Getting back to the original complaint, combining (1) an iffy computer vision model with (2) an iffy geomodel is just compounding algorithmic inaccuracy with more algorithmic inaccuracy, which is clearly just making the suggestions worse in situations like these.
It would be nice if you guys weren’t beta-testing in the production environment.
Yes, the CV suggestions have become significantly worse this year. One thing I notice is that it manages to both stop suggesting options that aren’t that common, but suggest options that are common “somewhere nearby” (usually a county away or in the same state).
For instance there are plants that are uncommon that it won’t even suggest the right genus anymore, or at best favour options that are wrong and have the right option way down the list.
The “expected nearby” is probably one of the biggest problems I have though. Suggesting out-of-county or region options as the first selection when they are not at all likely. It’s not great.
I can’t give you an exact date.

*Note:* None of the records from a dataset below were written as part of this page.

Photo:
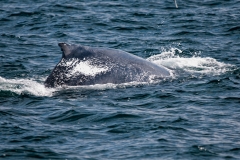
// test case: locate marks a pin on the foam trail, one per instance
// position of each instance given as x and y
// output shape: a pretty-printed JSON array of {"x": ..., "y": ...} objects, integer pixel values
[
  {"x": 205, "y": 65},
  {"x": 20, "y": 86}
]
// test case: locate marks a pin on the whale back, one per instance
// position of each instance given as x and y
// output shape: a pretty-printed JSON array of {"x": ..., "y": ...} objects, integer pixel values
[{"x": 83, "y": 65}]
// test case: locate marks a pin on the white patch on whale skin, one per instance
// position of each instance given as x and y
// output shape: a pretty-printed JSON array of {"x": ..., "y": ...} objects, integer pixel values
[
  {"x": 86, "y": 68},
  {"x": 76, "y": 66}
]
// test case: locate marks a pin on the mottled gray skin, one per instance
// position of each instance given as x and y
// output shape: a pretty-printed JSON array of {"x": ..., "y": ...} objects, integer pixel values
[{"x": 122, "y": 67}]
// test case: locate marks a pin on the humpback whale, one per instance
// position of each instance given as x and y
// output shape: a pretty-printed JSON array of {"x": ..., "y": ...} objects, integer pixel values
[{"x": 84, "y": 65}]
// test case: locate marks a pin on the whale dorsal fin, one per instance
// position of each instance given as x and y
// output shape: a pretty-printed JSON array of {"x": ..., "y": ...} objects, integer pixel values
[{"x": 66, "y": 49}]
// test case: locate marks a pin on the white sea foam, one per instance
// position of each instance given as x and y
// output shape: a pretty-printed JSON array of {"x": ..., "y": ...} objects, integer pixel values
[
  {"x": 194, "y": 64},
  {"x": 21, "y": 86}
]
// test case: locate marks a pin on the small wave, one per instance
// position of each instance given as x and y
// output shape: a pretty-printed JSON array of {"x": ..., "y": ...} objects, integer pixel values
[
  {"x": 174, "y": 59},
  {"x": 25, "y": 86}
]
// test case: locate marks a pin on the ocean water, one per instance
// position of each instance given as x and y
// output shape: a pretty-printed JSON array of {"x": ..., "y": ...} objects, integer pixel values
[{"x": 194, "y": 114}]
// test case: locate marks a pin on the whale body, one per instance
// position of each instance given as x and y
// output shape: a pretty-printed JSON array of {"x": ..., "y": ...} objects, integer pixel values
[{"x": 83, "y": 65}]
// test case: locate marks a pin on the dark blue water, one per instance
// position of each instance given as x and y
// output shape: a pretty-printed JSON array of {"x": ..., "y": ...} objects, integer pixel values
[{"x": 195, "y": 114}]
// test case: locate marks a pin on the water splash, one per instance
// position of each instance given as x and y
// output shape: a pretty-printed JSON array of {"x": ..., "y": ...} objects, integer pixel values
[
  {"x": 174, "y": 59},
  {"x": 28, "y": 86}
]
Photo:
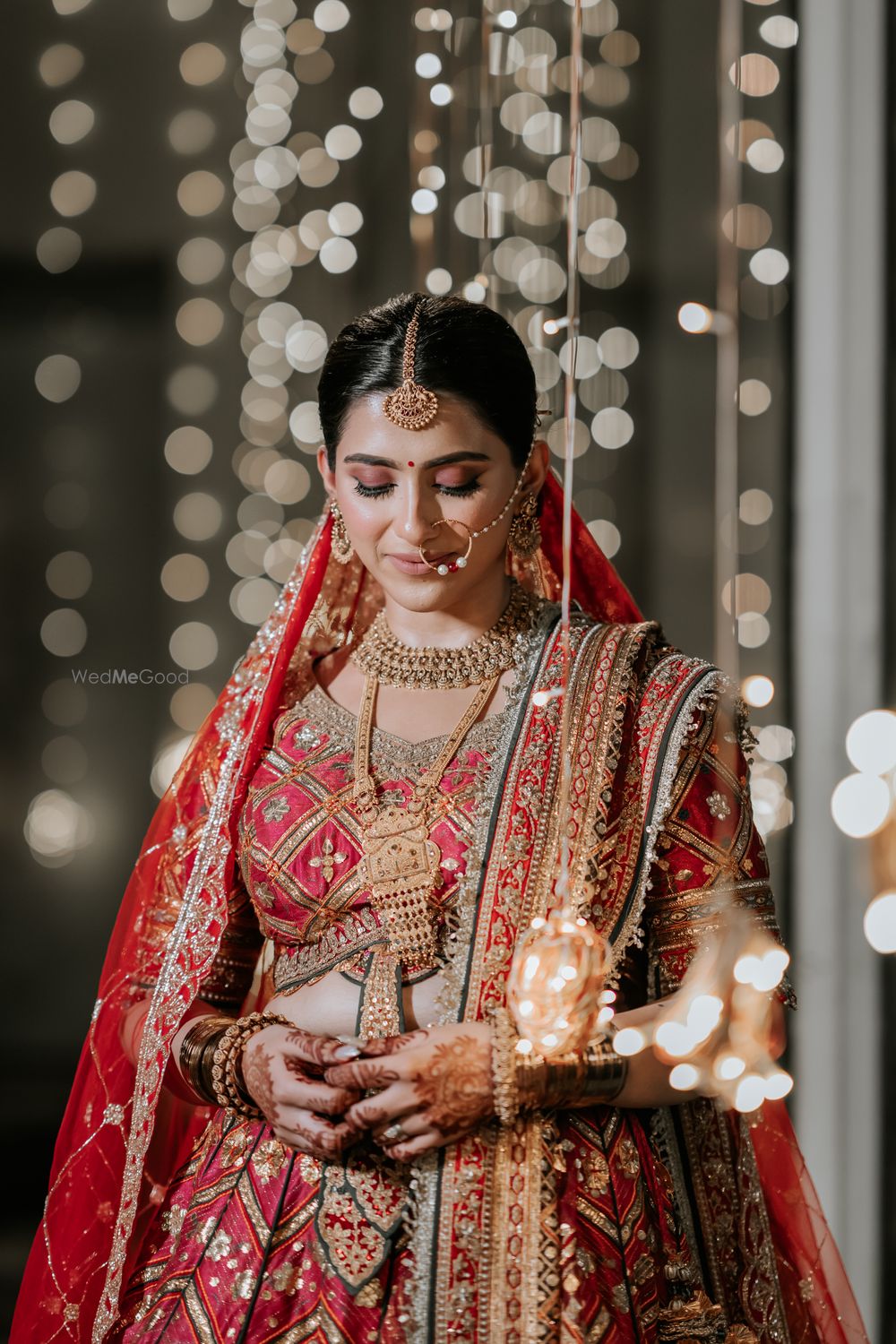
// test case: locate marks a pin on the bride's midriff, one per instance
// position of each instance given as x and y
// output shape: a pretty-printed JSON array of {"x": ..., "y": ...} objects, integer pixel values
[{"x": 331, "y": 1005}]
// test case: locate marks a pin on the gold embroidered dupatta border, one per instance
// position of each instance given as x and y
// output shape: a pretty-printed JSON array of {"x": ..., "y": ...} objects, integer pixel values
[{"x": 487, "y": 1242}]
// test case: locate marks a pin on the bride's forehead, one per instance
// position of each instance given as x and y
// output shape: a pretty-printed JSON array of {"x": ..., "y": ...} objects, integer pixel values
[{"x": 455, "y": 426}]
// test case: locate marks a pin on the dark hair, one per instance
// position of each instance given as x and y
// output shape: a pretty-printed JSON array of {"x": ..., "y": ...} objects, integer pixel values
[{"x": 462, "y": 349}]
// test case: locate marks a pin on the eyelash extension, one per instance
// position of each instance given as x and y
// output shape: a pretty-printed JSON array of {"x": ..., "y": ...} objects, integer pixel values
[{"x": 381, "y": 491}]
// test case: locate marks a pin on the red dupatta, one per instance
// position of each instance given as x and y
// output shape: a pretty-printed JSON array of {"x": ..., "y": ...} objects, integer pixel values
[{"x": 124, "y": 1134}]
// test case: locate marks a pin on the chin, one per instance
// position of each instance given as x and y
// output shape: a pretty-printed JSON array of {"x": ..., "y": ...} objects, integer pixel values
[{"x": 427, "y": 593}]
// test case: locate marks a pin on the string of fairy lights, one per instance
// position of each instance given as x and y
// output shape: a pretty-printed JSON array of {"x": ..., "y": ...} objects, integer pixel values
[
  {"x": 487, "y": 199},
  {"x": 193, "y": 386},
  {"x": 56, "y": 824}
]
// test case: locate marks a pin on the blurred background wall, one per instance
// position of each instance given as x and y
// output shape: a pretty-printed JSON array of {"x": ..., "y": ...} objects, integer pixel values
[{"x": 201, "y": 194}]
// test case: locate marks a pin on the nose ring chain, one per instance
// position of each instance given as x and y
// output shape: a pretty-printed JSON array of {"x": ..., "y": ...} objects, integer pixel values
[{"x": 460, "y": 564}]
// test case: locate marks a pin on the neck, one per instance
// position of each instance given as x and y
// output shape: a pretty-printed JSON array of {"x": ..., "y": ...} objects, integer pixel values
[{"x": 450, "y": 626}]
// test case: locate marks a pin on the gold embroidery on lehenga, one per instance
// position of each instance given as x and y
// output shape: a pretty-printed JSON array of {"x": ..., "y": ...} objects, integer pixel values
[{"x": 360, "y": 1215}]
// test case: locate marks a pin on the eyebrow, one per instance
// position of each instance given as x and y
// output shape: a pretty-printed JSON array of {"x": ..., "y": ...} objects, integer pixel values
[{"x": 367, "y": 460}]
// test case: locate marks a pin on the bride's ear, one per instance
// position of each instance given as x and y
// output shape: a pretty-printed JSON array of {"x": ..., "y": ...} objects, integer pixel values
[
  {"x": 538, "y": 465},
  {"x": 328, "y": 475}
]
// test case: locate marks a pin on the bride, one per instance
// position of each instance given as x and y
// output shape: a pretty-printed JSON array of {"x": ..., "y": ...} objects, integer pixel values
[{"x": 298, "y": 1113}]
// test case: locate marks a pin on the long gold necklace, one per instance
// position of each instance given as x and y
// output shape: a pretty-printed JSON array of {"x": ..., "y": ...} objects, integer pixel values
[
  {"x": 381, "y": 653},
  {"x": 401, "y": 863}
]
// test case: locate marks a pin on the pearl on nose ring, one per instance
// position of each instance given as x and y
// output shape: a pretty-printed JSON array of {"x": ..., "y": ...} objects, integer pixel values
[{"x": 460, "y": 564}]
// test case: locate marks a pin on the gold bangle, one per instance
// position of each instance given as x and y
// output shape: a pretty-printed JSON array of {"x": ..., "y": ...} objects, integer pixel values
[
  {"x": 504, "y": 1038},
  {"x": 228, "y": 1051},
  {"x": 595, "y": 1074},
  {"x": 196, "y": 1051}
]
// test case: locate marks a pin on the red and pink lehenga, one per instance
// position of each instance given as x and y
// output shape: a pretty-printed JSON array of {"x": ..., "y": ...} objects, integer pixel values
[{"x": 168, "y": 1222}]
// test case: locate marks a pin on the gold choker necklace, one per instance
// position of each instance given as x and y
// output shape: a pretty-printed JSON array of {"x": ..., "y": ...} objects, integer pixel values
[{"x": 381, "y": 653}]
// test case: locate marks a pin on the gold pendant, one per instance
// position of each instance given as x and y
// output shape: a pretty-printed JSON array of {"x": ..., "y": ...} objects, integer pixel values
[{"x": 401, "y": 866}]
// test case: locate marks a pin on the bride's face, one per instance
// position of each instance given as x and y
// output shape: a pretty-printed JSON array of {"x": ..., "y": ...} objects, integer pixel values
[{"x": 394, "y": 488}]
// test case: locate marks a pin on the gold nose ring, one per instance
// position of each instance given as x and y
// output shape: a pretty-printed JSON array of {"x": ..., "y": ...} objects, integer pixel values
[{"x": 460, "y": 564}]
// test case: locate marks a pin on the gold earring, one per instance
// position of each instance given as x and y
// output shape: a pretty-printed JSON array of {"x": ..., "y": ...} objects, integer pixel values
[
  {"x": 524, "y": 537},
  {"x": 340, "y": 540}
]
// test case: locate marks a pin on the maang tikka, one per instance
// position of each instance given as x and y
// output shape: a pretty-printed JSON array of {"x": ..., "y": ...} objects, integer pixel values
[{"x": 411, "y": 406}]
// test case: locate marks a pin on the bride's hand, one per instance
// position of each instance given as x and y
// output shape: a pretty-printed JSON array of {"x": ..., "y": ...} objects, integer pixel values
[
  {"x": 433, "y": 1086},
  {"x": 284, "y": 1074}
]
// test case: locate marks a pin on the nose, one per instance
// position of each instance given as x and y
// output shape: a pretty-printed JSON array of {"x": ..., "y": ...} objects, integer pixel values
[{"x": 418, "y": 516}]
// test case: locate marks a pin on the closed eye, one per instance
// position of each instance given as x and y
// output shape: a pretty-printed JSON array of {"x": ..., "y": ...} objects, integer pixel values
[{"x": 382, "y": 491}]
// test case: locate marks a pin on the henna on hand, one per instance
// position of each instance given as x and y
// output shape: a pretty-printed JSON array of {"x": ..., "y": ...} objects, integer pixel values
[
  {"x": 390, "y": 1045},
  {"x": 362, "y": 1074},
  {"x": 320, "y": 1050},
  {"x": 260, "y": 1082},
  {"x": 455, "y": 1091}
]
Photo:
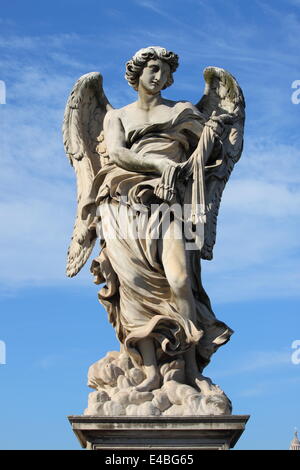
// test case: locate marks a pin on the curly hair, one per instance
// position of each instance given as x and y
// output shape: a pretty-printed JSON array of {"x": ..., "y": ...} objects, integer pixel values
[{"x": 134, "y": 67}]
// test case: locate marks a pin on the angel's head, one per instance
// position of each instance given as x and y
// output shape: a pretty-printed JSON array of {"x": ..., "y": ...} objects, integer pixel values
[{"x": 135, "y": 66}]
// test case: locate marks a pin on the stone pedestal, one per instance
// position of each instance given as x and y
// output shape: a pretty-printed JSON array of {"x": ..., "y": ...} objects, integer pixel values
[{"x": 158, "y": 433}]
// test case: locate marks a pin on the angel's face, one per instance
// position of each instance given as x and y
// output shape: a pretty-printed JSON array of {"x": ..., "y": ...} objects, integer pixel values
[{"x": 154, "y": 76}]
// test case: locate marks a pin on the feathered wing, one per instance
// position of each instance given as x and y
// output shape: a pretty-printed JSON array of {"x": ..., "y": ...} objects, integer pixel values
[
  {"x": 83, "y": 135},
  {"x": 222, "y": 96}
]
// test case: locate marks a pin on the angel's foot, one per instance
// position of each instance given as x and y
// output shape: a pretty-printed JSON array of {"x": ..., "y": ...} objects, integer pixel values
[
  {"x": 203, "y": 384},
  {"x": 151, "y": 382}
]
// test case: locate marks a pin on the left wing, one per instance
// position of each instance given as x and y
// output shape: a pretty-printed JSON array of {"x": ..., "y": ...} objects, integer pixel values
[
  {"x": 82, "y": 134},
  {"x": 222, "y": 97}
]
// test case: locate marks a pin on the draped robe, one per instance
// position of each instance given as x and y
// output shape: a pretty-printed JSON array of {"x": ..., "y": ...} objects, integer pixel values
[{"x": 136, "y": 293}]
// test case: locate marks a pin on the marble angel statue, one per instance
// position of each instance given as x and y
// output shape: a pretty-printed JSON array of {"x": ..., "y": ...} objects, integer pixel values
[{"x": 146, "y": 172}]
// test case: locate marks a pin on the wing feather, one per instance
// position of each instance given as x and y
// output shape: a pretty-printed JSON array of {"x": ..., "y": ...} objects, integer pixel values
[
  {"x": 222, "y": 96},
  {"x": 82, "y": 132}
]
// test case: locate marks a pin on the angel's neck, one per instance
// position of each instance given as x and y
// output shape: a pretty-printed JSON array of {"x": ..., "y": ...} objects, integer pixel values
[{"x": 147, "y": 101}]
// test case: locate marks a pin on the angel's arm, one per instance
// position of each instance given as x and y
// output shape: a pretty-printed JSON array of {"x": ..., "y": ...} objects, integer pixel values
[{"x": 124, "y": 157}]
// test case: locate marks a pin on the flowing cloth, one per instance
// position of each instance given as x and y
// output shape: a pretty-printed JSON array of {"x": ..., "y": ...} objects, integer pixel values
[{"x": 136, "y": 294}]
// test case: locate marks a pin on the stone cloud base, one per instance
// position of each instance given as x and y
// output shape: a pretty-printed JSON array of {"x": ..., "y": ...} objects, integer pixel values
[{"x": 158, "y": 433}]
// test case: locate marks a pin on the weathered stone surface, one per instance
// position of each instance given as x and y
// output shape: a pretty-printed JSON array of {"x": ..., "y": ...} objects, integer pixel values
[
  {"x": 156, "y": 432},
  {"x": 150, "y": 177},
  {"x": 172, "y": 398}
]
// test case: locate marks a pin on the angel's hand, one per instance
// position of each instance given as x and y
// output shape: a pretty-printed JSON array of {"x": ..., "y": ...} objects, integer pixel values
[{"x": 219, "y": 124}]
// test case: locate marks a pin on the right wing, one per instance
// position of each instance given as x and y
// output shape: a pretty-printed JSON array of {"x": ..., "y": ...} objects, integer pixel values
[{"x": 82, "y": 134}]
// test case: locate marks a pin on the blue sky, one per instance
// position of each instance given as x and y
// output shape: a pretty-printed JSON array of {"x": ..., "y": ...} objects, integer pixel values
[{"x": 53, "y": 327}]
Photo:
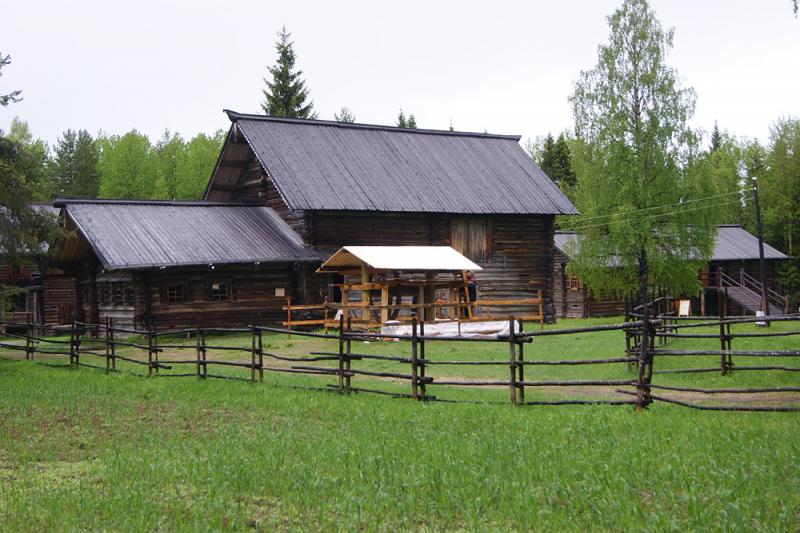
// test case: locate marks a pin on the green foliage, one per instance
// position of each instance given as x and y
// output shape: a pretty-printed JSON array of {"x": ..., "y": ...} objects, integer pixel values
[
  {"x": 31, "y": 161},
  {"x": 13, "y": 96},
  {"x": 779, "y": 183},
  {"x": 126, "y": 167},
  {"x": 196, "y": 163},
  {"x": 636, "y": 165},
  {"x": 23, "y": 229},
  {"x": 716, "y": 138},
  {"x": 286, "y": 93},
  {"x": 407, "y": 122},
  {"x": 167, "y": 153},
  {"x": 74, "y": 167},
  {"x": 131, "y": 167},
  {"x": 555, "y": 160},
  {"x": 344, "y": 115}
]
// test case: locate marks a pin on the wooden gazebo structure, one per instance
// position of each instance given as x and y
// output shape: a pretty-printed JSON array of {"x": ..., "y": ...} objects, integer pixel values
[{"x": 390, "y": 284}]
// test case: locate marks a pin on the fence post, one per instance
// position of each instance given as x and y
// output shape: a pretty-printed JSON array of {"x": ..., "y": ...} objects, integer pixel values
[
  {"x": 260, "y": 356},
  {"x": 341, "y": 354},
  {"x": 512, "y": 361},
  {"x": 149, "y": 350},
  {"x": 414, "y": 384},
  {"x": 348, "y": 351},
  {"x": 113, "y": 344},
  {"x": 108, "y": 346},
  {"x": 421, "y": 361},
  {"x": 29, "y": 334},
  {"x": 642, "y": 389},
  {"x": 253, "y": 350},
  {"x": 723, "y": 363},
  {"x": 521, "y": 367}
]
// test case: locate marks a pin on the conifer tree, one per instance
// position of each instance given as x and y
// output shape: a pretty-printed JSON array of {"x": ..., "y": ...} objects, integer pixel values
[
  {"x": 344, "y": 115},
  {"x": 286, "y": 93},
  {"x": 75, "y": 165},
  {"x": 408, "y": 122},
  {"x": 716, "y": 138}
]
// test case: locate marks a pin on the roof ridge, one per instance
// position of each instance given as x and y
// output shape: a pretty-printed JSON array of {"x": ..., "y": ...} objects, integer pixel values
[
  {"x": 235, "y": 116},
  {"x": 62, "y": 202}
]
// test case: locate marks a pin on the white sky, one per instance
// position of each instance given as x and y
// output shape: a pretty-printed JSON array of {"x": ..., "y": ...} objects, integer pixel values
[{"x": 507, "y": 67}]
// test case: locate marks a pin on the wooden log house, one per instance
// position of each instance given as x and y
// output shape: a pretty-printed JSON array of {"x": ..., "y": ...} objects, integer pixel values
[
  {"x": 733, "y": 271},
  {"x": 174, "y": 264},
  {"x": 354, "y": 184}
]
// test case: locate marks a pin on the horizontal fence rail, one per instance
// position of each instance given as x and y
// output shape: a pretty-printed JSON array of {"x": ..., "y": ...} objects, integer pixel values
[{"x": 159, "y": 352}]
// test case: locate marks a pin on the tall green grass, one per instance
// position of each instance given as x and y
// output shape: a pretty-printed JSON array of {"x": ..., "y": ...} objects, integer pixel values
[{"x": 81, "y": 450}]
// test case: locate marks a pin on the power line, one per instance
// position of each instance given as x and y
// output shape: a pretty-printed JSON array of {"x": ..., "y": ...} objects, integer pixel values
[
  {"x": 694, "y": 200},
  {"x": 680, "y": 211}
]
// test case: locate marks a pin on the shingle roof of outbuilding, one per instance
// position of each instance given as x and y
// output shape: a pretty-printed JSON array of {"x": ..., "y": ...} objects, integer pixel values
[
  {"x": 144, "y": 234},
  {"x": 733, "y": 243},
  {"x": 322, "y": 165}
]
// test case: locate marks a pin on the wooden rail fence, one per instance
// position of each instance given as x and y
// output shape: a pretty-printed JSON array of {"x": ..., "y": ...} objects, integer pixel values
[{"x": 158, "y": 353}]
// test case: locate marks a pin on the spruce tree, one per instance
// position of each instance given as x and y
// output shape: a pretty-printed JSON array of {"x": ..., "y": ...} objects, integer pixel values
[
  {"x": 75, "y": 165},
  {"x": 408, "y": 122},
  {"x": 286, "y": 93},
  {"x": 344, "y": 115},
  {"x": 716, "y": 138}
]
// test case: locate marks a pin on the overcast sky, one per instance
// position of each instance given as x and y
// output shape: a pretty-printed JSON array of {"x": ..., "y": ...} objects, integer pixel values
[{"x": 505, "y": 67}]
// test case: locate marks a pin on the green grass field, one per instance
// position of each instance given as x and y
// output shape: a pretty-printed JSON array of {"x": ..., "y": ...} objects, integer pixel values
[{"x": 82, "y": 450}]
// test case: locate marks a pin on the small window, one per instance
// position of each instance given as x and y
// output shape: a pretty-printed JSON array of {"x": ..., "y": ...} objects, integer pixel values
[
  {"x": 220, "y": 291},
  {"x": 175, "y": 294},
  {"x": 472, "y": 237},
  {"x": 118, "y": 294},
  {"x": 105, "y": 295},
  {"x": 130, "y": 298},
  {"x": 19, "y": 303}
]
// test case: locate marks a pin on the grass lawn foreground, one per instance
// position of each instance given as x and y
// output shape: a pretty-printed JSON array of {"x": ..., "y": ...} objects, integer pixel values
[{"x": 82, "y": 450}]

I just noticed there was a point in time this year where things decided to go awry.
I am not sure what changes have been made to the CV in general. I notice in particular my phone photos of plants (which are not always close and optimal) are often no longer identified correctly. In previous years it always nailed those.
If I see examples in the near future I’ll report back.
One thing I do remember it used to do more was suggest the genus as a separate option for the top-level suggestion. Now it seems to confidently suggest one species (which may or may not be correct) and have no genus as a quick backup choice.